Windsurf Configuration
Windsurf settings are accessible via the Command Palette or Advanced Settings panel. Custom configuration resides in ~/.codeium/windsurf/mcp_config.json.
Additional Resources
- Official Launch Announcement: Introducing AWS MCP Servers for Code Assistants
- Video Series: Vibe Coding with AWS MCP Servers
- Deep Dive: AI-powered development for AWS Serverless applications
- Guide: Accelerating application development with the Amazon EKS MCP server
- Documentation: Harnessing MCP servers with Amazon Bedrock Agents
Security
Security notifications and vulnerability reporting follow the procedures outlined in the main repository's CONTRIBUTING section.
Contributing
We welcome community contributions of all types.
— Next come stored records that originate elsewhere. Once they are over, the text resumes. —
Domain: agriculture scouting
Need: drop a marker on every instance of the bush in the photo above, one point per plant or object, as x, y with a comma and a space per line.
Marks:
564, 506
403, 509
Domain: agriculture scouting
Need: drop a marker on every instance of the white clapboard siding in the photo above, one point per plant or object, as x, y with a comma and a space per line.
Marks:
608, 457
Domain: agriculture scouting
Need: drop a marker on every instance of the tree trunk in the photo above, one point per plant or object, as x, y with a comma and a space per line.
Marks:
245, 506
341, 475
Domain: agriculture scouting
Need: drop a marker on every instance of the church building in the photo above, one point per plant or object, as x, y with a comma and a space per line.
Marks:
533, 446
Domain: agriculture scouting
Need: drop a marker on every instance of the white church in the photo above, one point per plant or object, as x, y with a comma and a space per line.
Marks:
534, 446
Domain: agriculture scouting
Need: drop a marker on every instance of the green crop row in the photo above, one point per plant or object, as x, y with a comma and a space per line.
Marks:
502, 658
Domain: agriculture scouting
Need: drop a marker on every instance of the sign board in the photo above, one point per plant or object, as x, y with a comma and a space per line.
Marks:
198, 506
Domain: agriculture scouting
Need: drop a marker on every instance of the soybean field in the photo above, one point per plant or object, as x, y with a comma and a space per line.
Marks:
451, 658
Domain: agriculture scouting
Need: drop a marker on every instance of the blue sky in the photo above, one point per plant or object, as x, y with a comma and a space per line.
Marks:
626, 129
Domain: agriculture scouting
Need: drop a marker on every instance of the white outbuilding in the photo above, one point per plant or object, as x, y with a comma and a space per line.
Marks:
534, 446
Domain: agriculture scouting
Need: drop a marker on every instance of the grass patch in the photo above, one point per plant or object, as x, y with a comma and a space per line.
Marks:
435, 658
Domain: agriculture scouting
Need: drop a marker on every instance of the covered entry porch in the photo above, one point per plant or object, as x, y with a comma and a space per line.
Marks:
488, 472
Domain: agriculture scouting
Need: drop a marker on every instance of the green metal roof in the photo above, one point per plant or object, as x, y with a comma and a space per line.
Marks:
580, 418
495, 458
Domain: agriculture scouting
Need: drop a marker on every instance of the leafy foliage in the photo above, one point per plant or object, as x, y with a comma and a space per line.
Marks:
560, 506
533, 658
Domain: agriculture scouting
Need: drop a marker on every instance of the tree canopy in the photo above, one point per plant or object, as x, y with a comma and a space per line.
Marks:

Refer to the standard contributor guide for submission requirements.
Developer Guide
Individuals interested in integrating new AWS services via MCP servers should consult the development guide and adhere to established design guidelines.
Conclusion
These AWS MCP Servers formalize the integration of cloud context into LLM interactions, providing a structured mechanism for developers to manage infrastructure, retrieve current technical data, and execute complex operations reliably. This standardized approach, related conceptually to structured parsing methodologies, ensures that AI-driven interactions with the AWS environment remain accurate, compliant, and efficient, solidifying the utility of these official integrations within modern development pipelines.